Ein paar Dinge könnten die Eliten vom gemeinen Fernsehvolk lernen
Freude am Echten, ein Faible für Außenseiter, keine Angst vor der Kronenzeitung: Was „Die große Chance“ über Österreich verraten hat. Ein Nachtrag.
Sibylle Hamann
Wenn Massenprogramme im Fernsehen laufen, rümpfen Menschen, die sich für die gesellschaftliche Elite halten, gern die Nase. Volksverblödung sei das alles, dummes Zeug für dumme Leute, und nein, niemals würde man sich so etwas freiwillig anschauen. Erstens haben man ja gar keinen Fernseher. Zweitens habe man zwar schon einen Fernseher, schalte den aber beinahe nie ein, sondern lese viel lieber ein gutes Buch. Wenn man eventuell ab und zu fernschaue, dann ausschließlich arte und 3sat; und auch dort nur Nachrichten und Opernübertragungen. Überhaupt Opernübertragungen! Werden viel zu selten gezeigt!
Man kann also annehmen, dass die gesellschaftliche Elite von Massenprogrammen nicht viel mitbekommt. Dass Sendungen wie „die große Chance“ bloß ein Rauschen am Rand ihres Gesichtsfelds bilden, nicht relevant, nicht der Rede wert. Das ist schade, aus mehreren Gründen.

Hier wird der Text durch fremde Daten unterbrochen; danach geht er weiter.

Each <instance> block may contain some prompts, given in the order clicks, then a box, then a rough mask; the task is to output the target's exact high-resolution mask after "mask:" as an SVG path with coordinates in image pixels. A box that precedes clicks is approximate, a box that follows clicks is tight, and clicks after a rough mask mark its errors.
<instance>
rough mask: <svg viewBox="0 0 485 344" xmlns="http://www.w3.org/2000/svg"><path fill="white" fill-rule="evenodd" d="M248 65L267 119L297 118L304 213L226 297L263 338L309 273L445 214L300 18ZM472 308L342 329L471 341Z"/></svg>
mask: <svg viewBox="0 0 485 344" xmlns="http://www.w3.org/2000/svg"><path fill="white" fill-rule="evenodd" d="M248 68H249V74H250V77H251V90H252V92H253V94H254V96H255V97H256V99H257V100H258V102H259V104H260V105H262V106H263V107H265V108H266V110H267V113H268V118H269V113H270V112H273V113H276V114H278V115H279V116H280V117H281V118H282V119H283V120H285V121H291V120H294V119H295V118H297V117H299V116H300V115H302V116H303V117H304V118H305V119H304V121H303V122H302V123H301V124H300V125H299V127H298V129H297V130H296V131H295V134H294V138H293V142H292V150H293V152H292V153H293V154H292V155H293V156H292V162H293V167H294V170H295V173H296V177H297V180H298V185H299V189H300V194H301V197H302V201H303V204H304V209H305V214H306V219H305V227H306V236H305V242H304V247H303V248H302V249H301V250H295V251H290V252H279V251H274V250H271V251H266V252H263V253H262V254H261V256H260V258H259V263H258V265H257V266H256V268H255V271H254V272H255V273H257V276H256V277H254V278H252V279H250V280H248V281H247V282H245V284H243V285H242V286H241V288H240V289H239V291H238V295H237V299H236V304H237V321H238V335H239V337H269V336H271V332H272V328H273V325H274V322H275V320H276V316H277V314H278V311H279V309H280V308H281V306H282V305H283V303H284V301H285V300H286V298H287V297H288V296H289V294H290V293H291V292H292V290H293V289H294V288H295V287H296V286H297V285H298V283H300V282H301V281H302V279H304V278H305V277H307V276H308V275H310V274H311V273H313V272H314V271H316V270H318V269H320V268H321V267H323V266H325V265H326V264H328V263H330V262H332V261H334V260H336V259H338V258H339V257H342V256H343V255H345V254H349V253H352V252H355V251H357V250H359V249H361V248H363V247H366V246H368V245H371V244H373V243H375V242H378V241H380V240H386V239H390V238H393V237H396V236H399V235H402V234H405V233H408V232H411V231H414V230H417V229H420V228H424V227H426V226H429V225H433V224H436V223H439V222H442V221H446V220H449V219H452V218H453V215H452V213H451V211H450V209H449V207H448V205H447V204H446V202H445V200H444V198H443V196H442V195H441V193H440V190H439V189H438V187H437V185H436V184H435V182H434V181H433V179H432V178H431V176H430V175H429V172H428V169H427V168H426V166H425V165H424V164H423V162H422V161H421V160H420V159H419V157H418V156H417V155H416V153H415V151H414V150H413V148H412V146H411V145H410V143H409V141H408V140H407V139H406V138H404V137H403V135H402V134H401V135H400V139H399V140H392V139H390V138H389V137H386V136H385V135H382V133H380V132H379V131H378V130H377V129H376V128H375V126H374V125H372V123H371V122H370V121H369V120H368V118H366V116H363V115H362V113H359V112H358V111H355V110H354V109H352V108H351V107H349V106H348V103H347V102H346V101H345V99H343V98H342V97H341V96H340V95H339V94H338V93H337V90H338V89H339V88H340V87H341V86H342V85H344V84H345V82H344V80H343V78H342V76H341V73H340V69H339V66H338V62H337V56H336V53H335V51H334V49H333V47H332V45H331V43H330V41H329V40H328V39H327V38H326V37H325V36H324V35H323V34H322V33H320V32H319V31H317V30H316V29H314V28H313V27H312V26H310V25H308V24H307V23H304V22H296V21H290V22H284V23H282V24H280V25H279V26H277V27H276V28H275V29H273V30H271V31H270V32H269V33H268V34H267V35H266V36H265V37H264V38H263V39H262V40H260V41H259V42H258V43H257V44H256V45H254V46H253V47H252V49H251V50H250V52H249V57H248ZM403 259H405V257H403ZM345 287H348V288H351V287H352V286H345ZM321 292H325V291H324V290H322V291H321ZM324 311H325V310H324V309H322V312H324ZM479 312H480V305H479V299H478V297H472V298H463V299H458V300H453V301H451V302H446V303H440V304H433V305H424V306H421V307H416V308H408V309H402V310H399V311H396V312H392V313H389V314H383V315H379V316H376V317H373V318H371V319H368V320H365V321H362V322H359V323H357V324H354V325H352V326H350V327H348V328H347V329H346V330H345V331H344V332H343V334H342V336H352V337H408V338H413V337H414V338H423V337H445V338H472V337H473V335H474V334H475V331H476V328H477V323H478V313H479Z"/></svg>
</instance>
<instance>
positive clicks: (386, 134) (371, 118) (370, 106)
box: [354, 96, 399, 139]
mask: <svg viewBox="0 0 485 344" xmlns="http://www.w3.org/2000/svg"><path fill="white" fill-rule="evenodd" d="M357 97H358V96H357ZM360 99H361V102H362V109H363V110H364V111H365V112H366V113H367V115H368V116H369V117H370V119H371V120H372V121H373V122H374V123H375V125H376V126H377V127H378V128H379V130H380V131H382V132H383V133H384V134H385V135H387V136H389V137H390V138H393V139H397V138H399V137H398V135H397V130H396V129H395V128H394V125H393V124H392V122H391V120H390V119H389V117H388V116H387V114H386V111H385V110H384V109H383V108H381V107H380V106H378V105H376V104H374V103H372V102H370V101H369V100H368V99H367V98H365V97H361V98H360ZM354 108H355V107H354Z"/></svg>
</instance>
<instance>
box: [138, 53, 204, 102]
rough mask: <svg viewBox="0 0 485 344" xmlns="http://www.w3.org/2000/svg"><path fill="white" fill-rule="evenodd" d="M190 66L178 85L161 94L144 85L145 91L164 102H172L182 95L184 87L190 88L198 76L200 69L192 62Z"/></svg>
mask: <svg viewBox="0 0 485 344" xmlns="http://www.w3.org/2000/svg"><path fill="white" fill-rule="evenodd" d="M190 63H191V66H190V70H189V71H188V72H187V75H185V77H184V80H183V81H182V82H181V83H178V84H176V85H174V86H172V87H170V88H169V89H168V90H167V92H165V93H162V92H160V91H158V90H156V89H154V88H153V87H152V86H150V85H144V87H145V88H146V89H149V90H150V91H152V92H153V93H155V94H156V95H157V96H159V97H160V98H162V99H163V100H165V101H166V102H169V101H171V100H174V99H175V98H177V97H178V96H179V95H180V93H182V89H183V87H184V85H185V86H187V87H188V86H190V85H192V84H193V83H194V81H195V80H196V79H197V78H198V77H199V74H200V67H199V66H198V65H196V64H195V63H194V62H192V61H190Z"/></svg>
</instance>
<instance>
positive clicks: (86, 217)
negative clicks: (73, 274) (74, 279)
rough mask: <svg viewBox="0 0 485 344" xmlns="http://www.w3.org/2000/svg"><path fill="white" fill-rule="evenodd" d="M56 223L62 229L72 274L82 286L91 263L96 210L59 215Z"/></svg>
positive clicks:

Wir durften uns in der Show nämlich ein Bild von dem machen, was in den Hobbyräumen und Bastelkellern dieses Landes passiert; und das unterscheidet sich wesentlich von den Verbrechen sadistischer Ingenieure, die es üblicherweise in die Schlagzeilen schaffen, wenn in Österreich von „Hobbyräumen“ und „Bastelkellern“ die Rede ist. Speziell die Unter-20-Jährigen, die wir da zu sehen bekamen, sind völlig anders als der Ruf, der ihnen vorauseilt. Bisher schaffen es die meinungsbildenden 40- bis 60Jährigen ja erfolgreich, alle Jüngeren als mutlose, vereinsamte, gelangweilte, verfettete, computerspielfixierte, luxusverwöhnte Konsumidioten darzustellen, denen Turnen, Singen oder sonstige kreative gemeinschaftliche Aktivitäten herzlich egal seien.
Zumindest jene, die es hier auf die Bühne schafften, schauten ganz und gar nicht so aus. Um ihre soziale Kompetenz scheint es bei ihnen gut bestellt zu sein; ebenso, was den respektvollen Umgang der Geschlechter betrifft.
Und das Publikum, das die Auftritte zu bewerten hatte? Auch das legte Respekt an den Tag, Gelassenheit, gewürzt mit einem kleinen Faible für die Abweichung von der Norm. Dass ein transsexueller Glamour-Vamp die Herzen eroberte, mag weniger überraschen als der Erfolg jener Frau, die am Ende den Sieg davontrug. Wer hätte gedacht, dass sich die Fünzehnjährigen dieses Landes mit einer 35jährigen Lesbe mit Streichholzfrisur identifizieren würden; mit einer Frau, die weder niedlich ist, noch überdreht, sondern bloß sehr echt, sehr nah am (gar nicht so lustigen) Leben, und sehr ernsthaft in dem, was sie tut?
Ein Lehrstück war die Show schließlich auch, was die Macht der meinungsbildenden Instanzen in diesem Land betrifft. Ganz Österreich, wird gern behauptet, fürchte sich vor der Kronenzeitung; ohne Kronenzeitung gebe es im Mainstream keine Mehrheit. Jetzt wissen wir: Das ist eine große, eitle, arrogante Lüge. Seltsame, von der eigenen Macht berauschte Figuren wie Michael Jeannee spielen für die große Masse der normalen, unpolitischen jüngeren Menschen dieses Landes keine Rolle mehr, und deren Verhaberung mit irgendwelchen Promi-Wirten, Politikern oder und Journalistenkollegen könnte ihnen gleichgültiger nicht sein.
Nein, zum Naserümpfen besteht bei solchen Positionsbestimmungen kein Anlass. Im Gegenteil: Manchmal könnten sich die Eliten an der unerschrockenen Masse der unpolitischen Kids ein Beispiel nehmen.